Head of Plant Protection and Quarantine Unit, Nelson Laville has explained that inspections are carried out on all imported agricultural commodities to help prevent the distribution of any tainted produce.
He made that statement while speaking to the media last Friday, in an interview where he denounced the rumors of plastic cabbage being distributed in Dominica.
Laville stated that the mandatory inspections reduce the chances of any contaminated products from entering the country.
He noted that if discovered, these products will either be disposed of, or sent back to the exporter.
“Hypothetically speaking, if a commodity which is supposed to be an agricultural commodity is imported into Dominica, it would be intercepted more than likely at our inspections on the port. If that is the case we would confiscate it and destroy it or repatriate it; meaning send it back to its original point,” Laville stated.

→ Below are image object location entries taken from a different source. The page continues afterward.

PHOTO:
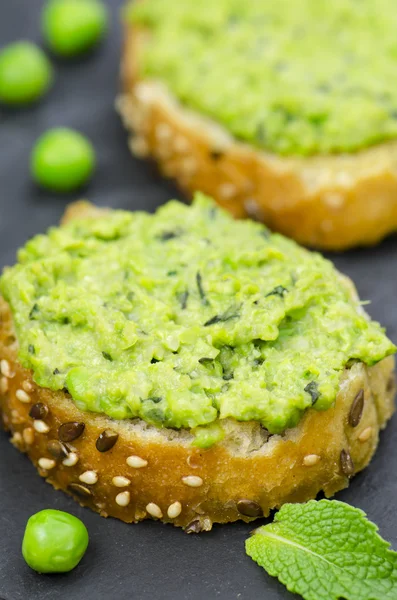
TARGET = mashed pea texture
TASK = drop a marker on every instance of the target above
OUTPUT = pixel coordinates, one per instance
(184, 318)
(296, 78)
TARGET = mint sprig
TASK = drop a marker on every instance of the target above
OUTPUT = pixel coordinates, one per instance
(326, 550)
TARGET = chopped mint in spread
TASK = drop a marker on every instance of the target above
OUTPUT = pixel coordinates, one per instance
(95, 300)
(326, 550)
(299, 78)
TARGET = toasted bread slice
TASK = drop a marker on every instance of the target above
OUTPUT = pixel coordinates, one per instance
(331, 202)
(131, 470)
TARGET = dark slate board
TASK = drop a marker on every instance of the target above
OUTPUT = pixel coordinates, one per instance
(149, 561)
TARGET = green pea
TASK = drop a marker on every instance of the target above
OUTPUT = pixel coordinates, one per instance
(54, 541)
(62, 160)
(25, 73)
(71, 27)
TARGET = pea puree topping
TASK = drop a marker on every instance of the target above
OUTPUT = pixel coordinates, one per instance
(185, 317)
(296, 78)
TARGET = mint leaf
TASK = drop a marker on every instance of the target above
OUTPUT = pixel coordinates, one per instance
(326, 550)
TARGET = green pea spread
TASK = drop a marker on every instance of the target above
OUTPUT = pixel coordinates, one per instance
(184, 318)
(294, 77)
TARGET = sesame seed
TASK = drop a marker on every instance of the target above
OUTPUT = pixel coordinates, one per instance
(365, 434)
(5, 367)
(70, 460)
(311, 459)
(190, 461)
(22, 396)
(47, 463)
(89, 477)
(27, 386)
(192, 481)
(136, 462)
(41, 427)
(120, 481)
(227, 190)
(28, 435)
(123, 499)
(163, 131)
(189, 165)
(3, 385)
(174, 510)
(154, 510)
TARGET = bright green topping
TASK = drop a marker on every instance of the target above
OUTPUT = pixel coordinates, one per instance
(326, 550)
(54, 541)
(301, 77)
(71, 27)
(184, 317)
(62, 160)
(25, 73)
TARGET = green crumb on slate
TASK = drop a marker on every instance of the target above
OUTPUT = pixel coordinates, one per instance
(138, 315)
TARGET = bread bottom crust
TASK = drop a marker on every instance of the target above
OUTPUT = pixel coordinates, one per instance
(151, 473)
(332, 202)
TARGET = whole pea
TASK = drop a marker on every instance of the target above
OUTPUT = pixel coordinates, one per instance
(25, 73)
(62, 160)
(54, 541)
(71, 27)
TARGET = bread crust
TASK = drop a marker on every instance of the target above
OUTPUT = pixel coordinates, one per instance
(332, 202)
(321, 453)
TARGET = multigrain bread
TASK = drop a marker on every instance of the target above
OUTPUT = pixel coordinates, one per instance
(131, 470)
(332, 202)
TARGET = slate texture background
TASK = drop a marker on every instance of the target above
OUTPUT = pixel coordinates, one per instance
(149, 561)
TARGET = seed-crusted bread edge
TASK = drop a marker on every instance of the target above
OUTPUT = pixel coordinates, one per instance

He explained that customs law, food safety law, and plant quarantine laws demand that the exporter would face consequences, “because Dominica would now issue a non-compliance report to the authorities from the exporting country and that now would trigger a ban of the person from exporting to any destination for that matter.”
Laville added that there are serious repercussions under international law if an exporter knowingly distributes contaminated products, including the implementation of bans and blacklisting the exporter.
“There are a number of consequences if a commodity which is said to be an agricultural commodity is not that after it has been exported from a country,” he noted.
“Likewise if Dominica exports something to a country and we say its coconut but when it gets to the other side it is not coconut there will be consequences for Dominica, one of which is blacklisting. Once you are blacklisted, it means you are prohibited from exporting,” Laville further added.